Tim WhytePauline HartePatti RasmussenRichard RiouxLeon Worden

Black N Whyte

Curious timing of "Candle in the Wind" release

Tim Whyte · October 5, 1997

To this day, one of my all-time favorite concerts was the Elton John show at the Hollywood Bowl, way back in the early 1980s.

I was just a pimply high school kid then, working weekends at Del Taco. An older buddy of mine — a college student who also worked at Del Taco — got the tickets and invited me to the show. (A couple of years later, he would invite me to his wedding, and I, still a flaky teen-ager, didn't make it simply because it was being held a few hours away and I was busy with . . . heck, I don't remember. Teen-age stuff. I should have gone to the wedding.)

I have always been something of an Elton John fan. Even through my other music "phases" — hard rock, new wave, alternative, even a little country — I've always remembered Elton John's older times fondly.

It was a kick to see him in person. When he first came out on stage, he was standing haughtily on his piano, wearing those oversized sunglasses.

It was an amazing show. He sang all of the biggies: "Rocket Man," "Your Song," "Bennie and the Jets," and my own personal karaoke favorite, "Crocodile Rock."

I don't remember if he sang "Candle in the Wind."

But if he had, then, as now, I would have thought of it as Marilyn's song.

Now, Elton John's retooled version of that song has become the best-selling single of all time. Surely you're aware of it. After the untimely death of Britain's Princess Diana, a mourning England adopted "Candle in the Wind" as an anthem in memory of Diana.

In response, Elton John and Bernie Taupin teamed up to rewrite the lyrics to that song, and Elton John sang it at the funeral of his good friend, Diana.

I have tremendous respect for Diana. I didn't get caught up in Diana-mania, but I did see a videotape of the "Candle in the Wind" performance at her funeral. It was heart-wrenching, and all in all a nice tribute to a lady, a princess, who deserved it.

But it didn't feel quite right.

That was Marilyn Monroe's song. And to tweak the lyrics as a tribute to someone else sort of takes something away from the song's status as a tribute to the blonde bombshell who, like Diana, died far too soon.

It also, I think, takes something away from the tribute to Diana. I know that everyone involved, including, of course, Elton John, had the best of intentions, but didn't Diana deserve her own song?

Several observers have commented that, hey, at least he didn't use one of his other past hits, which would have been renamed: "Your Song . . . For Now."

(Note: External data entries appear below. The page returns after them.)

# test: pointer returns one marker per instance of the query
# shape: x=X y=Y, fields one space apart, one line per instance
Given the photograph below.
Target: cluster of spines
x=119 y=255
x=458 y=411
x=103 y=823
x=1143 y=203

Then, a few weeks after Diana's death, I heard the hype: The new "Candle in the Wind" CD was being released here in the states, with much anticipation. The proceeds, commendably, are being donated to charity in Diana's memory, so no one can be accused of directly trying to profit from it.

But damn it, Elton, why did the single have to be released on the same day as your new album?

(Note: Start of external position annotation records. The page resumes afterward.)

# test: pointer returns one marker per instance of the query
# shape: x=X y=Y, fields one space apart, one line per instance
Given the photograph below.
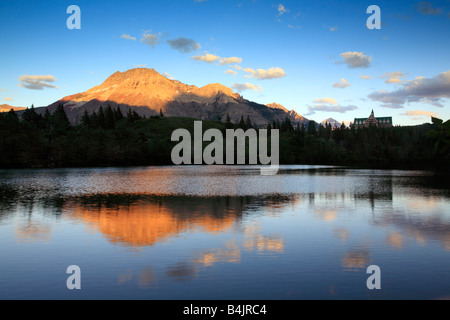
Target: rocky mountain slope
x=148 y=92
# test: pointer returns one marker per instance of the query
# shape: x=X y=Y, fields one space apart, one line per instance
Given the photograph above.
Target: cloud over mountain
x=184 y=45
x=239 y=87
x=37 y=82
x=429 y=90
x=355 y=59
x=342 y=84
x=261 y=74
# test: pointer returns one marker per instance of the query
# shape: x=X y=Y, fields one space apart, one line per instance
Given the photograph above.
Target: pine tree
x=118 y=115
x=228 y=123
x=86 y=120
x=248 y=123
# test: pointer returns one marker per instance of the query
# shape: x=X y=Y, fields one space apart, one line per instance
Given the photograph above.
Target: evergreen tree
x=241 y=124
x=60 y=120
x=248 y=123
x=228 y=123
x=312 y=127
x=86 y=120
x=118 y=115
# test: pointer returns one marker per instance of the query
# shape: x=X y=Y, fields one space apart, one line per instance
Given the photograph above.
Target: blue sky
x=316 y=57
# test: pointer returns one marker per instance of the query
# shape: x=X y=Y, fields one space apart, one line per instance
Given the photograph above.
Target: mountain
x=283 y=112
x=333 y=122
x=7 y=107
x=147 y=92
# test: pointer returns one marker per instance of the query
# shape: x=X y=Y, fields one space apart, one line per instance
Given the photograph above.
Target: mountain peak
x=148 y=92
x=275 y=105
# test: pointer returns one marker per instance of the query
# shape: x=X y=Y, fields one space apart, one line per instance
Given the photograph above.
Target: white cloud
x=128 y=37
x=326 y=100
x=152 y=39
x=342 y=84
x=356 y=59
x=184 y=45
x=282 y=9
x=239 y=87
x=209 y=58
x=393 y=77
x=427 y=8
x=294 y=27
x=230 y=60
x=330 y=108
x=427 y=90
x=420 y=113
x=229 y=71
x=37 y=82
x=261 y=74
x=168 y=76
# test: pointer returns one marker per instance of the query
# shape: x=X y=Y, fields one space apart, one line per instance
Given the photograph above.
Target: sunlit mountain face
x=149 y=94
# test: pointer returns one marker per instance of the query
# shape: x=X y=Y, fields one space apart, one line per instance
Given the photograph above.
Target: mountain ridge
x=148 y=92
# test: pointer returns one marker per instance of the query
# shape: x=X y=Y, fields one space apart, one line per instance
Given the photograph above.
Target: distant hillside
x=7 y=107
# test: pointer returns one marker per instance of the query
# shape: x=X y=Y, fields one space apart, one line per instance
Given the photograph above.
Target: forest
x=110 y=137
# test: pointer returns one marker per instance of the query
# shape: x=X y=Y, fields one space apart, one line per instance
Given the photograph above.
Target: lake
x=220 y=232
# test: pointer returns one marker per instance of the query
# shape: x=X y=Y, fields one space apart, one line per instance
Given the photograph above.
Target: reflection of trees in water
x=422 y=228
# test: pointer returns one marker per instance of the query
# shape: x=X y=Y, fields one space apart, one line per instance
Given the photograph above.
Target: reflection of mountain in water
x=145 y=220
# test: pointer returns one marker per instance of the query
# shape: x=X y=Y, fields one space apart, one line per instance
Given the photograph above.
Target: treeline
x=112 y=137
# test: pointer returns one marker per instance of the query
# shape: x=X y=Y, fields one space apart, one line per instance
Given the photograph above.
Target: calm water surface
x=309 y=232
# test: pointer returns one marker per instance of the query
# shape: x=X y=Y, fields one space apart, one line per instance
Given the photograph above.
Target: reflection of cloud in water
x=33 y=232
x=144 y=221
x=182 y=271
x=422 y=204
x=230 y=254
x=355 y=260
x=326 y=214
x=395 y=240
x=254 y=240
x=341 y=233
x=423 y=228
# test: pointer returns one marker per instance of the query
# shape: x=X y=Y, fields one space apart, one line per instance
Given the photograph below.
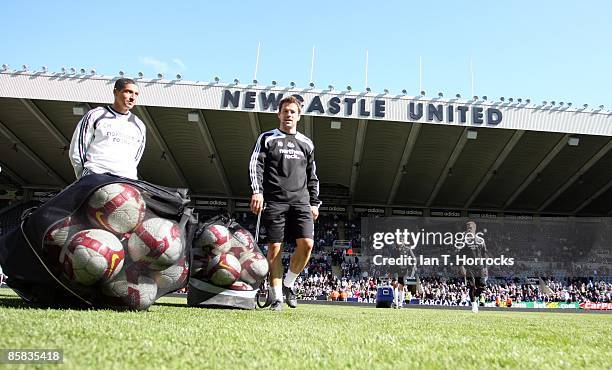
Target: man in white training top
x=110 y=139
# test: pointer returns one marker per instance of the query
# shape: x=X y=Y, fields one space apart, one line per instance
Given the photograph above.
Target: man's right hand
x=256 y=203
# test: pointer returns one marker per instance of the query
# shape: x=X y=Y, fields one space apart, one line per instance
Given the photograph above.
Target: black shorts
x=286 y=221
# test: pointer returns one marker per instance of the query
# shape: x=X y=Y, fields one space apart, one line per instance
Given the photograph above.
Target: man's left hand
x=315 y=212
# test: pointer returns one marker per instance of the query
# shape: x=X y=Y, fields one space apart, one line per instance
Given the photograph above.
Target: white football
x=240 y=285
x=118 y=208
x=92 y=255
x=157 y=243
x=223 y=269
x=254 y=267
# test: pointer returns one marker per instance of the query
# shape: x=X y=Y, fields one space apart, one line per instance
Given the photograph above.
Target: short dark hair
x=120 y=83
x=290 y=100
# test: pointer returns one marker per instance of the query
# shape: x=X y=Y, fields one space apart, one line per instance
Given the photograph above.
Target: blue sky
x=542 y=50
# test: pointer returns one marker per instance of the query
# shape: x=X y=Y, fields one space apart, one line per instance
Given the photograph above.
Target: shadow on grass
x=168 y=304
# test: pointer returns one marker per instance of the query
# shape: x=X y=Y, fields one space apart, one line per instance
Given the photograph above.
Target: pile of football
x=228 y=257
x=115 y=244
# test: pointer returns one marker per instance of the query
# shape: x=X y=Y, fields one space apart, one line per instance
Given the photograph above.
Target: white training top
x=107 y=141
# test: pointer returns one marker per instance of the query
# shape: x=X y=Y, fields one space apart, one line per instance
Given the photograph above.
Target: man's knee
x=273 y=252
x=305 y=243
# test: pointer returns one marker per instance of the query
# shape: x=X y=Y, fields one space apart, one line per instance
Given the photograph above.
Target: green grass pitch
x=174 y=336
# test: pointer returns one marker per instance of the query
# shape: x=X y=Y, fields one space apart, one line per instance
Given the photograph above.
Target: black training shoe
x=276 y=305
x=289 y=294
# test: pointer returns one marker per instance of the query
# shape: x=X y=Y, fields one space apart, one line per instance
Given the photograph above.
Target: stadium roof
x=380 y=150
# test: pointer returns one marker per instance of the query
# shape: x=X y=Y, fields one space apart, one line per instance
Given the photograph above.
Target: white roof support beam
x=449 y=164
x=30 y=154
x=46 y=122
x=408 y=148
x=596 y=195
x=145 y=116
x=590 y=163
x=536 y=172
x=205 y=132
x=10 y=173
x=518 y=134
x=361 y=133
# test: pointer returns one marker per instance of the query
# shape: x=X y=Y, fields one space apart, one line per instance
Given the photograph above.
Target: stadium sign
x=210 y=203
x=332 y=209
x=362 y=107
x=445 y=213
x=369 y=210
x=407 y=212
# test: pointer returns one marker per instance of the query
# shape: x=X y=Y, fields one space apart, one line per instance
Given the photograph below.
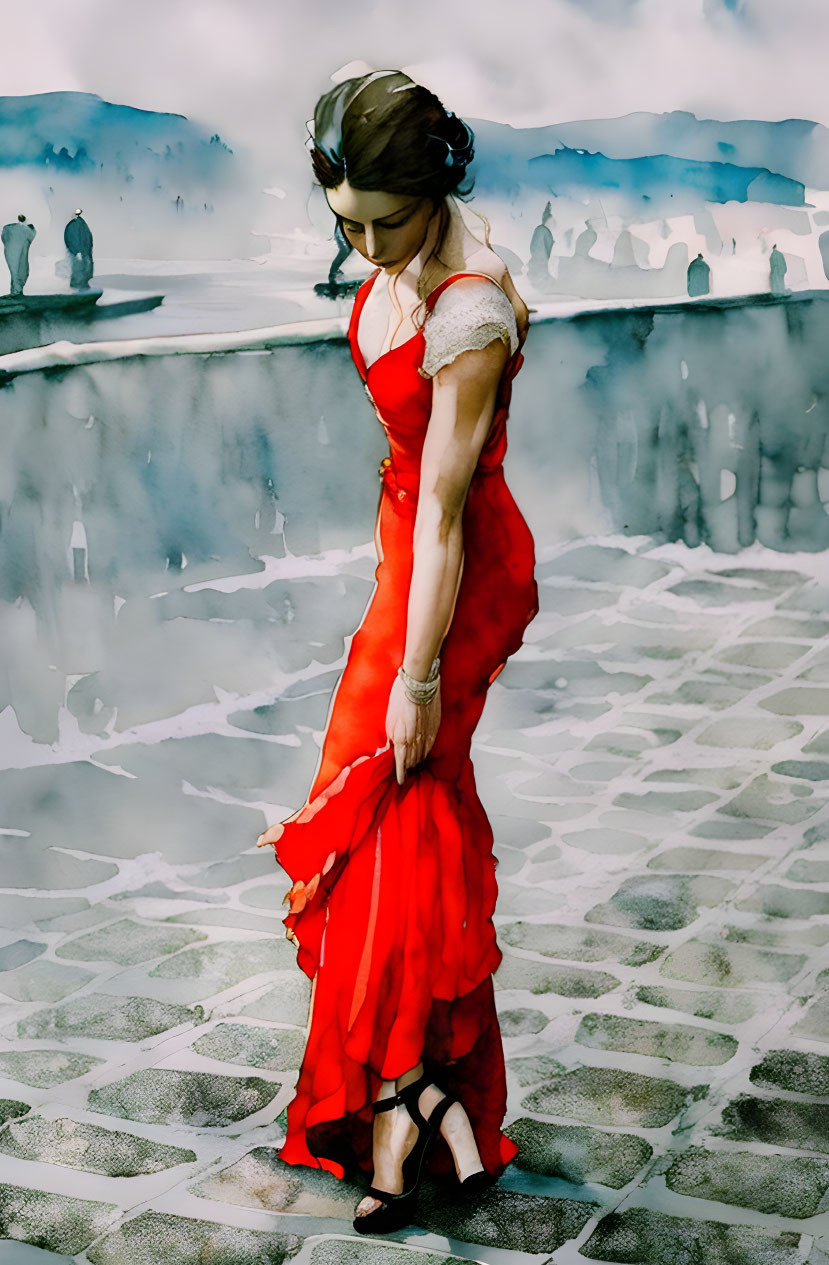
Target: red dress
x=394 y=886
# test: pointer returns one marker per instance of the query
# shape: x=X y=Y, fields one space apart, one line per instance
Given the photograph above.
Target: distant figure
x=699 y=277
x=777 y=271
x=17 y=238
x=823 y=244
x=77 y=240
x=539 y=251
x=586 y=240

That's what I heard on the TV news: People are lining up at midnight to get the new "Candle in the Wind" CD single, which is being released on the same day as Elton John's new album, and don't forget to catch Elton on Oprah tomorrow.

Man. That didn't seem right. It sort of leads one to think: "I guess there's nothing like a death of a friend to boost record sales, eh?"

But I want to give everyone the benefit of the doubt. I am clinging to the hope that it was just an innocent oversight, and no one in charge thought of how it might look. I so much want to believe that Elton John wasn't privy to a discussion in which it was decided that, since "Candle in the Wind" is a sure hit, maybe the not-for-charity album can piggyback on its success, so let's release them on the same day and put Elton on the talk show circuit.

I hope the key players, especially Elton John, are better than that.